Latest indications confirm a decline in world cereal production in 2012 from the record in 2011. The decrease will result in a significant reduction in world inventories by the close of seasons in 2013, even with world demand sliding as a result of high prices.
International cereal prices remained firm in September, with average wheat and rice quotations increasing slightly, but those of maize declining.
Although the volume of aggregate cereal import requirements of LIFDCs in the 2012/13 marketing years are estimated to decline by 5 percent from the high level the previous year, the total import bill, on the other hand, is expected to rise due to higher international prices.
In North Africa, wheat production declined sharply in Morocco as a result of unfavourable weather conditions. As the subregion is highly dependent on wheat imports, the anticipated larger import bills, combined with staple food subsidies, would result in additional budgetary pressures.
In West Africa, notwithstanding favourable harvest prospects in the region, the food security situation in the Sahel is still of concern with close to 19 million people in need of continued assistance largely due to the lingering effects of last year’s poor harvests. The Desert Locust threat also remains a serious concern.
In Eastern Africa, the overall food security situation has started to improve with the beginning of the harvest season in several countries, following declining food prices and improved livestock productivity due to enhanced rains.
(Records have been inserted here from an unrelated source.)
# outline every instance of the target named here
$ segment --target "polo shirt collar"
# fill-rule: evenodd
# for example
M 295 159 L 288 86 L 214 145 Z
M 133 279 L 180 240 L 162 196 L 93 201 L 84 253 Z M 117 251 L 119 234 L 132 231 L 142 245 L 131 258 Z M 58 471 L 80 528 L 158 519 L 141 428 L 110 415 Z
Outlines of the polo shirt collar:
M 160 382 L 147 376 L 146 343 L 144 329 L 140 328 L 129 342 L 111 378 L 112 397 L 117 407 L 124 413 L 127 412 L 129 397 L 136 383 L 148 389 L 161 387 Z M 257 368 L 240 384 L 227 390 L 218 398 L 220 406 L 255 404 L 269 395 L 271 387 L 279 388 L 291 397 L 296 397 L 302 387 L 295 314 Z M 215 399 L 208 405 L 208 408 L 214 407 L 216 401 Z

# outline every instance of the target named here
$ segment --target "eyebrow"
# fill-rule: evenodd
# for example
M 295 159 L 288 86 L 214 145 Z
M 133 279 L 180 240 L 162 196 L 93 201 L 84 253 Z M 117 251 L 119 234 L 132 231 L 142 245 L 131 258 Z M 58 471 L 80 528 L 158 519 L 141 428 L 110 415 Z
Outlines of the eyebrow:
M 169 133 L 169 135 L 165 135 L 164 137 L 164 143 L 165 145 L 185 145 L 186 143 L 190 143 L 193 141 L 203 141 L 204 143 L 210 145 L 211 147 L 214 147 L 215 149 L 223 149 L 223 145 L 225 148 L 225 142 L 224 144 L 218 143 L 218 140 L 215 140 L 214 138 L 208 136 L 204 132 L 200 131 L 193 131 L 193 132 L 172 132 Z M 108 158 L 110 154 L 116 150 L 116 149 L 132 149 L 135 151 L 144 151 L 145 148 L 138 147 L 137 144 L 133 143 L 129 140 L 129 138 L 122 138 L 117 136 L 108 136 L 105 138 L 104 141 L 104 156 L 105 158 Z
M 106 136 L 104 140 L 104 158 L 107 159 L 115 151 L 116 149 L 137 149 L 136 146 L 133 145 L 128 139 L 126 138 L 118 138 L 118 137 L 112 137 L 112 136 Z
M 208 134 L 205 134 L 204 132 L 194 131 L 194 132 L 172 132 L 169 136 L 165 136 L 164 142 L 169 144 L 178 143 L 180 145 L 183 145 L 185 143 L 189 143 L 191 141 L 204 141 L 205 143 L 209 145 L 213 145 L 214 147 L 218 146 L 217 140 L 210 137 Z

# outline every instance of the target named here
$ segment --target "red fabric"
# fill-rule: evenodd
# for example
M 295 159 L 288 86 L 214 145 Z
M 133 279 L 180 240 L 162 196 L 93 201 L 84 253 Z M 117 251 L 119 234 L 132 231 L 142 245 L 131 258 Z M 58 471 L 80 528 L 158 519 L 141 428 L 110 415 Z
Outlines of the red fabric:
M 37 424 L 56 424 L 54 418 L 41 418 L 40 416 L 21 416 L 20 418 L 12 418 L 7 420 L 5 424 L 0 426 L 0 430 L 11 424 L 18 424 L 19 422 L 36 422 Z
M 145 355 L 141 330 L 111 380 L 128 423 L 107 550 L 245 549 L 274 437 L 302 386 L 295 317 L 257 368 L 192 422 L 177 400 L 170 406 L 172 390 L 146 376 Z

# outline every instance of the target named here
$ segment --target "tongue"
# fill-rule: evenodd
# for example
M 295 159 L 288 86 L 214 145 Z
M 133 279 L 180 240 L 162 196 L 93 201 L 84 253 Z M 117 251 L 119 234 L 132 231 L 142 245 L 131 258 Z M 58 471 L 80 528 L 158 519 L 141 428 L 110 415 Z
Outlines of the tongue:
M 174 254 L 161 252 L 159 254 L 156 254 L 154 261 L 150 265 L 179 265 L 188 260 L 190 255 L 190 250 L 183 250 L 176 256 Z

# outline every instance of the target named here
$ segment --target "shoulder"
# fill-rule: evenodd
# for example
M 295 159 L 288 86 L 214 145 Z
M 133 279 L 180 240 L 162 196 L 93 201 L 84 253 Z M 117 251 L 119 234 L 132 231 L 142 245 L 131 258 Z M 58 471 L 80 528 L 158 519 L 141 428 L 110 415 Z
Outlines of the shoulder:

However, about 13.4 million people are still in need of humanitarian assistance.
In Southern Africa, a prolonged dry spell caused a drop in aggregate cereal production in 2012,with several countries registering significant declines, including Lesotho. The lower cereal harvests have contributed to an increase in the number of food insecure.
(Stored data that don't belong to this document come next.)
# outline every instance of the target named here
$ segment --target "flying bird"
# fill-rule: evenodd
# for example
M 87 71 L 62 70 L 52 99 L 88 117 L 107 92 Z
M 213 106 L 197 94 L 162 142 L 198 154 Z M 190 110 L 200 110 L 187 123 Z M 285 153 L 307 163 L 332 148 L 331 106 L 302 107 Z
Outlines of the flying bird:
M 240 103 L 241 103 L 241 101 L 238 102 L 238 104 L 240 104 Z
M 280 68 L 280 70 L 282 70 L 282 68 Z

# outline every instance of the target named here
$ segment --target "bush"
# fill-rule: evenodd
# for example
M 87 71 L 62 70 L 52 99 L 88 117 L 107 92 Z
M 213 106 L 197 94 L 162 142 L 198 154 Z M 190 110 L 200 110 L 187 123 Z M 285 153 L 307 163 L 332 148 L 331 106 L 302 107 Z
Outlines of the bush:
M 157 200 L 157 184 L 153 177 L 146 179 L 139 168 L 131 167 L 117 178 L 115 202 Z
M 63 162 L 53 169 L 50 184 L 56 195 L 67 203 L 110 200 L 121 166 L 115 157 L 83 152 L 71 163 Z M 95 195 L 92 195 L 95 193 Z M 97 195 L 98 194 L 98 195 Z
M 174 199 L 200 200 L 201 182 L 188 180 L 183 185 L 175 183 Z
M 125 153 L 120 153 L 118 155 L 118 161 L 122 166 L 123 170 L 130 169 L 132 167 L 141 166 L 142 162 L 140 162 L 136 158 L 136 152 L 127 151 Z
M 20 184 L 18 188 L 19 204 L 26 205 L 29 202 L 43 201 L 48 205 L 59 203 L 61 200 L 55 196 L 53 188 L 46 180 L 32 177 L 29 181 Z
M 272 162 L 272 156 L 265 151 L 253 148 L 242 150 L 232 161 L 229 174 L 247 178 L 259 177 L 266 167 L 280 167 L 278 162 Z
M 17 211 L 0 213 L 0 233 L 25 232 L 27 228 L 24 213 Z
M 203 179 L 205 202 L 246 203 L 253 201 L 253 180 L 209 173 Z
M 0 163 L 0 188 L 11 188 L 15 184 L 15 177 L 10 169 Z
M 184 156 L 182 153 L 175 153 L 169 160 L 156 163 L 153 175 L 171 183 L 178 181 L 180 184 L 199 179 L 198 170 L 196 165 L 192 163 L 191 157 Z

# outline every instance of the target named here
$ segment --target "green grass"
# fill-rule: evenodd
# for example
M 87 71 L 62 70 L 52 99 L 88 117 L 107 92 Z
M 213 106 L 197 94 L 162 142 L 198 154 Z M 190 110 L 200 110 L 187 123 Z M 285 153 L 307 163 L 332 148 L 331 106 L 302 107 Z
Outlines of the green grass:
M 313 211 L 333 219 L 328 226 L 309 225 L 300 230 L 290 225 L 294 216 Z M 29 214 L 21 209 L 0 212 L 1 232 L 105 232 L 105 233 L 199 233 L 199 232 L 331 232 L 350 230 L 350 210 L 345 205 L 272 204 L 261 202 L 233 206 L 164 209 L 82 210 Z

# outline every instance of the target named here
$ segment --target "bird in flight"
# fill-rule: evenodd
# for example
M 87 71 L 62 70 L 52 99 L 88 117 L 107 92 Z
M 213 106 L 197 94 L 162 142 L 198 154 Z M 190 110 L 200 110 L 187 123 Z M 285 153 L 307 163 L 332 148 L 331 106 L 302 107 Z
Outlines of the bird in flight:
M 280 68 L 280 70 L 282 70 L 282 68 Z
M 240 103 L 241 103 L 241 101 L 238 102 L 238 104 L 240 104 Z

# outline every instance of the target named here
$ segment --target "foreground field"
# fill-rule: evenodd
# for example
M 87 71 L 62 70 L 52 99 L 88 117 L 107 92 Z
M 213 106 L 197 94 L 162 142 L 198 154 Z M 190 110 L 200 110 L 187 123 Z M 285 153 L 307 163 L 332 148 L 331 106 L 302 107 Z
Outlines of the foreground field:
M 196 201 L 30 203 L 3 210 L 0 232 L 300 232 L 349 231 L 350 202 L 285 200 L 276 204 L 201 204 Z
In Far East Asia, the 2012 aggregate cereal harvest is estimated to exceed the record harvest of 2011; however, delayed monsoon and erratic weather conditions in some countries may dampen the final outcome. Improved harvests are expected to reduce the aggregate cereal imports.
In the Near East, the deteriorating food security situation continues to be a major concern in the Syrian Arab Republic and Yemen as a result of the civil unrest. Elsewhere, in Afghanistan, a bumper wheat harvest has been gathered.
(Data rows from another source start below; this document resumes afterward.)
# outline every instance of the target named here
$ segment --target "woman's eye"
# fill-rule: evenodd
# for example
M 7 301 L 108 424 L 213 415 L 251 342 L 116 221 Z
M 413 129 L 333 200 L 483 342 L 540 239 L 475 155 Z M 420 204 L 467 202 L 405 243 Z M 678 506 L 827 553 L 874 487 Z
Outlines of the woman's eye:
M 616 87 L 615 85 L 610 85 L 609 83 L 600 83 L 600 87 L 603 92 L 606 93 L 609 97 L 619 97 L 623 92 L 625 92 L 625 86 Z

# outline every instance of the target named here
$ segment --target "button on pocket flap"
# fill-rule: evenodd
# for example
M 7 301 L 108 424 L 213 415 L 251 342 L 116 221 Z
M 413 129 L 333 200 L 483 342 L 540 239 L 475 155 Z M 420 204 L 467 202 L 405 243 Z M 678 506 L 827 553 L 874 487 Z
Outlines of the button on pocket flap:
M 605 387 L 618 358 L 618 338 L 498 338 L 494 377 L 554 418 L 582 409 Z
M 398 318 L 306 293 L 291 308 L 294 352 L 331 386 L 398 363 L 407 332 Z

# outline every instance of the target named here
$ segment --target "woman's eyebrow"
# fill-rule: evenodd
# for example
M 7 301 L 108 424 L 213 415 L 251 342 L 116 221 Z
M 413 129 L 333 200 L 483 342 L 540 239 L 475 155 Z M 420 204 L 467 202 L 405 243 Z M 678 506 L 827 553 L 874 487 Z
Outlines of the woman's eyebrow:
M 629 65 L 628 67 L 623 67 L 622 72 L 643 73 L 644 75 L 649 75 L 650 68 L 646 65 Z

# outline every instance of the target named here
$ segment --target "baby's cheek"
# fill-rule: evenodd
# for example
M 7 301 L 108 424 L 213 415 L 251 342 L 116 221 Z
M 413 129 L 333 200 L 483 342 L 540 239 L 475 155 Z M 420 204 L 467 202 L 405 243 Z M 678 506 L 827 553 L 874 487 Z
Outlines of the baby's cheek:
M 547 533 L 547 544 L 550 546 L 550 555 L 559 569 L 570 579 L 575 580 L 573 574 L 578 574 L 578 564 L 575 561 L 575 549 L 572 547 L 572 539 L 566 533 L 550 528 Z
Cereal output in CIS countries has sharply dropped from last year’s levels. Lower export availabilities in the region have resulted in higher regional prices and strengthened domestic prices of main staple wheat flour in importing countries.
In Central America and the Caribbean, good 2012 main season cereal harvests were gathered despite severe localized crop losses. In Haiti, adverse weather conditions sharply reduced the 2012 main season’s coarse grains output.
In South America, the 2012 wheat output is forecast to decline following reduced plantings. By contrast, this year’s maize production was estimated at record levels mainly as a result of a bumper crop in Brazil.